As specified by Gonsalkorale, von Hippel, et al. (2009), the following parameters were estimated. One AC parameter representing the flower–positive association (AC1), one AC parameter representing the insect–negative association (AC2), one G parameter, and one OB parameter for target stimuli only. Furthermore, again following Gonsalkorale, von Hippel, et al. (2009), we used two D parameters for the GNAT analyses, one for stimuli of the constant go category (D1), and one for the stimuli of the remaining three categories (D2). Thus, six parameters (AC1, AC2, G, OB, D1, and D2) were estimated.
In contrast to Gonsalkorale, von Hippel, et al. (2009) who did not collapse data across associated categories (e.g., flower and positive), we sticked to the aggregation level originally suggested by Conrey et al. (2005). That is, data were aggregated across the categories flower and positive as well as insect and negative whenever the model equations did not differ for these categories. Aggregating independent data generated by the same process probabilities is an effective means of reducing sampling error. We thus preferred the aggregation procedure of Conrey et al. (2005) because it is statistically more efficient compared to the procedure of Gonsalkorale, von Hippel, et al. (2009). Furthermore, the Quad Model performed better when the aggregation procedure of Conrey et al. (2005) was applied than when the procedure of Gonsalkorale, von Hippel, et al. (2009) was applied.
Based on these model specifications, the model for the GNAT consisted of 14 model trees. For the Target GNATs there were six model trees for the compatible blocks: Three model trees for the Flower GNAT (one tree for flowers as the constant go category, one for positive words as the temporary go category, and one for the aggregated data of the no-go categories insects and negative words) and three model trees for the Insect GNAT (one tree for insects as constant go category, one for negative words as temporary go category, and one for the aggregated data of flowers and positive words as no-go categories). The same logic applies to the Attribute GNATs. Because the OB parameter was estimated for targets (flowers and insects) but not for attributes (positive and negative words), we could not aggregate data across the associated stimulus categories for incompatible GNAT blocks. Thus, the Quad Model consisted of eight trees for the incompatible blocks, resulting from the possible combinations of four different stimulus categories (flower, insect, positive, negative) and the required responses (go vs. no-go). Because each model tree involves two response categories only (i.e., correct response vs. incorrect response), Quad Model tests for GNAT data were based on 14 (independent data categories)−6 (estimated parameters) = 8 degrees of freedom.

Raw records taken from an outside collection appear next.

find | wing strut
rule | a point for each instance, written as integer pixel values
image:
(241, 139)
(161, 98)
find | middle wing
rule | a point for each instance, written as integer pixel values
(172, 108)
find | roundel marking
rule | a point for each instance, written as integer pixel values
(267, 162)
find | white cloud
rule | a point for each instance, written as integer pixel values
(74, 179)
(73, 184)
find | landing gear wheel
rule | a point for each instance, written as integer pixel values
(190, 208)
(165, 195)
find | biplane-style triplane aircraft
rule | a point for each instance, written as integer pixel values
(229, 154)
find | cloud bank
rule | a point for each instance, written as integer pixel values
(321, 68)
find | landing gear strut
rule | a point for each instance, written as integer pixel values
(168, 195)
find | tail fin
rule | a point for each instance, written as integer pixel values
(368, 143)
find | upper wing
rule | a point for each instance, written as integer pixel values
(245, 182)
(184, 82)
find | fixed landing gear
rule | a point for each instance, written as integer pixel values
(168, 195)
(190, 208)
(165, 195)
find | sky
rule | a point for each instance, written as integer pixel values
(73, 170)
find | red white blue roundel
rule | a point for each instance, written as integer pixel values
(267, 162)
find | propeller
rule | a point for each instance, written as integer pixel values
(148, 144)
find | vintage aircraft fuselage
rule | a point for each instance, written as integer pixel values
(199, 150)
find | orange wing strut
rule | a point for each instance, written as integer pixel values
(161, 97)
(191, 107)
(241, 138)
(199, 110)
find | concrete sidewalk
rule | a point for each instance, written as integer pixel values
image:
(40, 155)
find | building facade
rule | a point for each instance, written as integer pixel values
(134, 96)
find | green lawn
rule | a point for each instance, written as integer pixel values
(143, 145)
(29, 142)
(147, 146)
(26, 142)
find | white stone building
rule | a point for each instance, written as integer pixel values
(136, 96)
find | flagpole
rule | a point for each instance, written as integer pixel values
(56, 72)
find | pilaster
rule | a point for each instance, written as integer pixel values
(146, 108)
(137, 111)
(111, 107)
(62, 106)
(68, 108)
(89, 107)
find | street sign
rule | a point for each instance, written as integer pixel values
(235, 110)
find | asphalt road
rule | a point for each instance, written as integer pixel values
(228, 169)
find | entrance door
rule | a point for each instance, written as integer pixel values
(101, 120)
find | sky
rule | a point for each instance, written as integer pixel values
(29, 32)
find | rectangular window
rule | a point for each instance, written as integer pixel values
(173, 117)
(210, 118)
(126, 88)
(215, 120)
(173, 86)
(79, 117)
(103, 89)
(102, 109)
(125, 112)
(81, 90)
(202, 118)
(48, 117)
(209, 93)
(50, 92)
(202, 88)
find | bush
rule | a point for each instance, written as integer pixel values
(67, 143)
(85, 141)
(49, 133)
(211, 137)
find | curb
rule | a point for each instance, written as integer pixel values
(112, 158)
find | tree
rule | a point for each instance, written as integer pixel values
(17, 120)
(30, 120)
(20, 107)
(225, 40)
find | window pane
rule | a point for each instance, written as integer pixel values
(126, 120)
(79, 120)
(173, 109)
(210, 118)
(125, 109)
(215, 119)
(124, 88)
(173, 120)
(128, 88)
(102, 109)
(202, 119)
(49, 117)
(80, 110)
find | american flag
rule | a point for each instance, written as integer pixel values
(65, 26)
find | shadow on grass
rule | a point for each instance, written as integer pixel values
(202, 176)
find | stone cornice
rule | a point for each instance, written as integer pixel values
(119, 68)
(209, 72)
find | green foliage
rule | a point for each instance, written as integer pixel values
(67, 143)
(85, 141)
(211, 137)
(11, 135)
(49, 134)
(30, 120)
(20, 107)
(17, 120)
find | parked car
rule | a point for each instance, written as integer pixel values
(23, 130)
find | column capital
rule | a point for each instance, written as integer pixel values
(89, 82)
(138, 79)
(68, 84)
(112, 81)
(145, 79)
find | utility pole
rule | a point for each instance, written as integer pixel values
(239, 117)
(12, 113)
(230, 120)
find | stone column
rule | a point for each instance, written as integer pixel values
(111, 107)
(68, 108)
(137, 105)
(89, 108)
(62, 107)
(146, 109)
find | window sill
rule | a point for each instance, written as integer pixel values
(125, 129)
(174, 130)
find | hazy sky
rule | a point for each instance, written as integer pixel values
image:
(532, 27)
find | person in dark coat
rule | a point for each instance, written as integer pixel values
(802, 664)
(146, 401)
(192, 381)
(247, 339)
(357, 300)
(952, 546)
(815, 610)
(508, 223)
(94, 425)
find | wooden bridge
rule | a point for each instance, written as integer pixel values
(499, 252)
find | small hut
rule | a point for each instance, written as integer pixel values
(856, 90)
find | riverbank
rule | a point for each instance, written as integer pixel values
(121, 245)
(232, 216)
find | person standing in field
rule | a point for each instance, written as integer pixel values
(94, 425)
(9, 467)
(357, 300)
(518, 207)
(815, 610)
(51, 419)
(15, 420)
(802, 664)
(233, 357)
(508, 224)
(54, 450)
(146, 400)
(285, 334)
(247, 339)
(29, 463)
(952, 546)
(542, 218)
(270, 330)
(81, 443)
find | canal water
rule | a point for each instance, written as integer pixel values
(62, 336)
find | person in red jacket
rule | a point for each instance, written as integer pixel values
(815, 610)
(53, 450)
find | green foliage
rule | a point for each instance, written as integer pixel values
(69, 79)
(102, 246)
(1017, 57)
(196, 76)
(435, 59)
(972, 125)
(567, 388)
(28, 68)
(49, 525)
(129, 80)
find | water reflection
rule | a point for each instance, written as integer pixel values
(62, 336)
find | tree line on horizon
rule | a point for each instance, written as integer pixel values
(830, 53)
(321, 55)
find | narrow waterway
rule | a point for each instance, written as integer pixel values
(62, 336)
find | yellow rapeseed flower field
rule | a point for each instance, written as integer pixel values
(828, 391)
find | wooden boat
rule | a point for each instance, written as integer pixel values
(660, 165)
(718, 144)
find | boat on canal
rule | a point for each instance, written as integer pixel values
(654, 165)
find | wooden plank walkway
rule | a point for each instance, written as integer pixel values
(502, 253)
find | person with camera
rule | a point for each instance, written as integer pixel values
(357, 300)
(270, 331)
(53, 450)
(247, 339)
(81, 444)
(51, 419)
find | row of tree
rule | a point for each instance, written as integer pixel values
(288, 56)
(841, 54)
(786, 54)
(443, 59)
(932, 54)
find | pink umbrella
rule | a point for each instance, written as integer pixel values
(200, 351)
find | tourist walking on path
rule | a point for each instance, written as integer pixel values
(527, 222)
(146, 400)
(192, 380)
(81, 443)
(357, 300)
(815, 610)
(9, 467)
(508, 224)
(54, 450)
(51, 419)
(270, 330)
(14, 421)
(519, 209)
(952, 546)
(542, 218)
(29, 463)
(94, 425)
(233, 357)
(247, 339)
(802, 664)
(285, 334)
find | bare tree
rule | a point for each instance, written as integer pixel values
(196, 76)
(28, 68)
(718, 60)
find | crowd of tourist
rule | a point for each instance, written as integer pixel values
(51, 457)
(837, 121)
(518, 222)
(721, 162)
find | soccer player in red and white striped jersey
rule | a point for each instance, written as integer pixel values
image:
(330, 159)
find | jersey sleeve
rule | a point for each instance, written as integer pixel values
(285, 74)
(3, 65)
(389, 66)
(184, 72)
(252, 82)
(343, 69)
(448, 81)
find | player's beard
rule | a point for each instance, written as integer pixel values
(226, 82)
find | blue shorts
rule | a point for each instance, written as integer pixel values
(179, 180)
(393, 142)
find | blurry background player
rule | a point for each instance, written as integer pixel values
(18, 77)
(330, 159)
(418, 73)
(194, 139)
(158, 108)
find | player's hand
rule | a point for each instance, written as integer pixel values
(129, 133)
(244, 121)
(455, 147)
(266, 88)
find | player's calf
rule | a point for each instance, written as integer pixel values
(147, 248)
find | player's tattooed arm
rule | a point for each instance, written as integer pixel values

For Quad Model analyses of IAT data only one D parameter was estimated so that in the compatible blocks data could always be aggregated for associated categories. Therefore, the model for the IAT consisted of only 12 model trees, that is, four trees for the compatible blocks (flower–positive vs. insect-negative crossed with required response left vs. right) and eight trees for the incompatible blocks (flower vs. positive vs. insect vs. negative crossed with required response left vs. right). Thus, the Quad Model test for IAT data was based on 12 (independent data categories)−5 (estimated parameters) = 7 degrees of freedom.
Only four parameters were estimated for the Trip Model (i.e., AC1, AC2, G, and D). Due to the lack of an OB parameter, data could be aggregated across the associated categories (flower and positive; insect and negative) not only in the compatible but also in the incompatible blocks. Hence, the model consisted of eight model trees (compatible block vs. incompatible block crossed with flower−positive vs. insect−negative crossed with go vs. no-go instructions) with two response categories (correct response vs. false response) each. Thus, Trip Model tests were based on 8 (independent data categories)−4 (estimated parameters) = 4 degrees of freedom.